In 2023, a judge ordered Enbridge to complete removal of the reservation segment by this June. The Bad River and conservation groups pressed for a broader shutdown of the line, and they continued to pursue legal obstacles that slowed progress on the company’s plan to reroute.
A key step came when an administrative law judge upheld Enbridge’s state wetlands permit on Feb. 13, clearing what the company described as the project’s last legal hurdle. After that decision, Kellner said, Enbridge crews began clearing trees in the new segment’s right-of-way.
Even with the permit upheld, the start of work does not end the legal fight. The Bad River and a coalition of environmental groups filed separate actions in Iron County Circuit Court this month seeking an immediate stay of the wetlands permit, saying regulators underestimated the damage reroute construction will cause.
Elizabeth Arbuckle, the Bad River tribal chair, said in a statement announcing the tribe’s filing that, “The Bad River watershed is not an oil pipeline corridor that exists to serve Enbridge’s profits. It is our homeland. We must protect it.” Kellner, responding to the stay request, said seeking a stay is not reasonable given that the project has been heavily scrutinized and that the public needs uninterrupted energy. She also said the pipeline serves 10 refineries and propane production facilities that serve millions of people across the Midwest and Great Lakes region.
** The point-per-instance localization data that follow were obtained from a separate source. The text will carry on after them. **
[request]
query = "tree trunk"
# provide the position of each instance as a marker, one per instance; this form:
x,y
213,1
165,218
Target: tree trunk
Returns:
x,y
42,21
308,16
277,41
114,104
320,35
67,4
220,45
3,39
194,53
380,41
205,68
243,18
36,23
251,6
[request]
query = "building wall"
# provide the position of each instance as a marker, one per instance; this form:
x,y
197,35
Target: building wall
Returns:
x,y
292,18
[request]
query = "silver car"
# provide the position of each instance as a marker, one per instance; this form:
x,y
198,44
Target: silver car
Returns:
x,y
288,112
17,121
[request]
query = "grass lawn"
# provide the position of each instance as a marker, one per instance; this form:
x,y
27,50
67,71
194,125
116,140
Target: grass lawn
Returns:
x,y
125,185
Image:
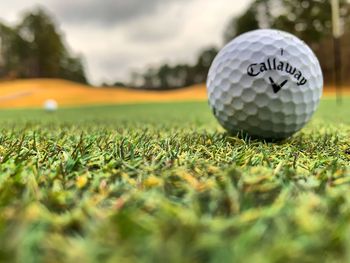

The courts have not yet ruled on either of the new stay requests. The article reported that a hearing is scheduled in the Bad River’s case for Thursday.
Line 5 remains in another controversy in Michigan involving a 4.5-mile segment beneath the Straits of Mackinac that opponents say could rupture and trigger an ecological disaster. Enbridge has proposed encasing that portion in a protective tunnel and said it still needs additional permits from the U.S. Army Corps of Engineers and the Michigan Department of Environment, Great Lakes and Energy before construction can begin. Neither agency had issued approvals as of the report, though the corps said it has fast-tracked permitting under the authority of President Donald Trump’s 2025 energy emergency executive order. Meanwhile, Michigan Gov. Gretchen Whitmer and Attorney General Dana Nessel have filed lawsuits seeking to void the easements that allow the line to operate in the straits, and a federal judge blocked Whitmer’s action in December; the governor has appealed to the 6th U.S. Circuit Court of Appeals while the U.S. Supreme Court weighs whether Nessel’s lawsuit belongs in state or federal court.